Luschek’s teaching experience includes drawing and painting classes at the Art Academy of Cincinnati, the University of Cincinnati and at the historic Women’s Art Club in Mariemont. Richard also teaches these traditional techniques to private students in his north lit studio in Eden Park. He also works as a scenic artist at the Cincinnati Playhouse in the Park.
Madison’s Regional Art Show co-chair Linda Wood encourages art lovers to come out to the exhibition. “We have a variety of different types of artwork that we don’t see on a regular basis.” She notes that the show typically draws entrants from at least three states, and that many entrants return to the show time and again.
The show allows contestants to submit two pieces, and the show will sometimes wind up with nearly 150 different works of art on display.
Co-chair Stan Attenberger says that the most popular category for the show is oil, followed by acrylic. Show organizers are particularly hoping to encourage 3-D artists to bring out their work to help grow the category which was only added in the past couple of years.
Show organizers highlight the importance of selecting just the right judge for the show each year.
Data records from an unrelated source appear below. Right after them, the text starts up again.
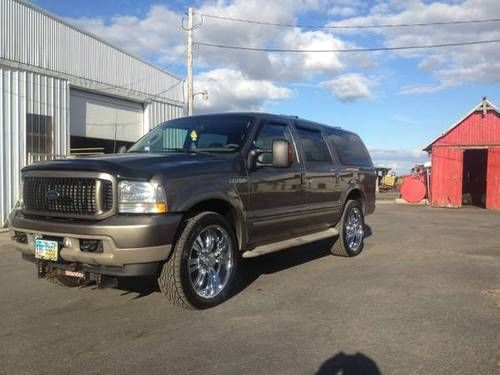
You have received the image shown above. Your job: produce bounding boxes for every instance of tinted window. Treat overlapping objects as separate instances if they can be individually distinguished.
[327,130,372,167]
[129,115,252,153]
[254,122,295,164]
[295,127,332,171]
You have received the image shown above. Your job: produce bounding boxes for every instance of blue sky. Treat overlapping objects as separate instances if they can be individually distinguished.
[33,0,500,173]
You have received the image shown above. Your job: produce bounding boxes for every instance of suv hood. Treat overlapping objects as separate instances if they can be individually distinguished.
[22,153,231,180]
With so much prize money on the line, it is vital that entrants feel that they are getting an honest appraisal by someone whose opinion they are able to respect. “We always try to get a good judge who is fair,” stresses Wood.
Attenberger says, “We look for somebody who has an art education” He says that while it is impossible to expect everyone to agree completely with a judge’s decisions, having a well respected judge with strong credentials makes it more likely for people to respect the placings.
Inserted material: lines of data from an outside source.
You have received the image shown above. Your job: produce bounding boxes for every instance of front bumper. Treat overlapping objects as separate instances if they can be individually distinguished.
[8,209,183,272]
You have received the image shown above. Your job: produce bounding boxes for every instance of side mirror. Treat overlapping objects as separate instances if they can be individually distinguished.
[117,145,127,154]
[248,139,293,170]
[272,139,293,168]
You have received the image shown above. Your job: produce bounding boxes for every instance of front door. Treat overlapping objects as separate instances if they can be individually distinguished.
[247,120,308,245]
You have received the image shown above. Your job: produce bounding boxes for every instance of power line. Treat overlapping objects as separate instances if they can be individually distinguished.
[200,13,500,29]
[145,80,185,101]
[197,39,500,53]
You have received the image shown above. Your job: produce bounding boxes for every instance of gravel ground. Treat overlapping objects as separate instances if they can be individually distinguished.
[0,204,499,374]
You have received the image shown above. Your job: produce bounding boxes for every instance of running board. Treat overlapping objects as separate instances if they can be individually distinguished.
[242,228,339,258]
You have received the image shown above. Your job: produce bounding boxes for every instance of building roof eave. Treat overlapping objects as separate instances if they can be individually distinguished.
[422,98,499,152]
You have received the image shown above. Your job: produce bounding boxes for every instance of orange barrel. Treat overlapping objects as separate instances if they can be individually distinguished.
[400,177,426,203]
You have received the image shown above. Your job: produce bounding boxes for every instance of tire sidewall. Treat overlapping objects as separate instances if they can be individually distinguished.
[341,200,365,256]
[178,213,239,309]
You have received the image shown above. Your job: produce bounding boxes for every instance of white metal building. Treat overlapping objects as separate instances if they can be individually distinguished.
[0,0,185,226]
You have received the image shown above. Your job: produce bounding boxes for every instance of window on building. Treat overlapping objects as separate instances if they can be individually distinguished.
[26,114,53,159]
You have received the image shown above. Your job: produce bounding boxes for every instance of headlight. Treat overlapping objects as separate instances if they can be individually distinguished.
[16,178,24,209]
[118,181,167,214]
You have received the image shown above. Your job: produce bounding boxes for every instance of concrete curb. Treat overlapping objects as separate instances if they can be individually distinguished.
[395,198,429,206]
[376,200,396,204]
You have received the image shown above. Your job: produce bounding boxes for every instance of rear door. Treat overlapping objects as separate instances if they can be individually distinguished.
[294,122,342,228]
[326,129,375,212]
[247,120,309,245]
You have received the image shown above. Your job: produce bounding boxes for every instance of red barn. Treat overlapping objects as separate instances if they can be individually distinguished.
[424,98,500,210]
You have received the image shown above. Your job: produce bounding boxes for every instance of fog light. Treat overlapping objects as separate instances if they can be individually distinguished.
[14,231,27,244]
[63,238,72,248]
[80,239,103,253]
Attenberger also traces some of the show’s 15-year success to its strong foundation. “It started out with some good regional artists,” he says. “Entrants liked the idea of being hung beside these other artists.”
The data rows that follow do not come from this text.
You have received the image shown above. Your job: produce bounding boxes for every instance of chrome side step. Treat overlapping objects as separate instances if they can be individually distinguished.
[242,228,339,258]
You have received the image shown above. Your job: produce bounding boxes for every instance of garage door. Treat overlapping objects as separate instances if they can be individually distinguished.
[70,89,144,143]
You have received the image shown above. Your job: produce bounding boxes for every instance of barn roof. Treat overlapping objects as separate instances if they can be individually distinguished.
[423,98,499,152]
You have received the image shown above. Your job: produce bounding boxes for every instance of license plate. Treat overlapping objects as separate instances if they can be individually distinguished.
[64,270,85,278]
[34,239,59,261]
Black agrees that the strength of her fellow entrants is part of the draw that brings her back to the show time and again, saying there are “so many talented artists who bring their work to the table.” Black explains the importance of being exposed to the work of others by saying, “Any artist is a compilation.”
She traces her own influences from workshops and classes that she has taken across the country, to the paintings she admires in books and galleries. “When you go to a museum and see an artist who appeals to you, you say, ‘oh, I want to go try that!’ ” However, she points out that while artists may admire the very same painting, one may want to head to the canvas to try out a new way of capturing the motion of trees, while others may be inspired to emulate the realistic shadows they saw.
This fall, Black will be returning to Madison to present a workshop for the Madison Art Club. She will be teaching watercolor, explaining the appeal of the medium. “I love how the color mingles on the paper. It almost has its own nature. I think that’s what intrigues me. It’s different every time.”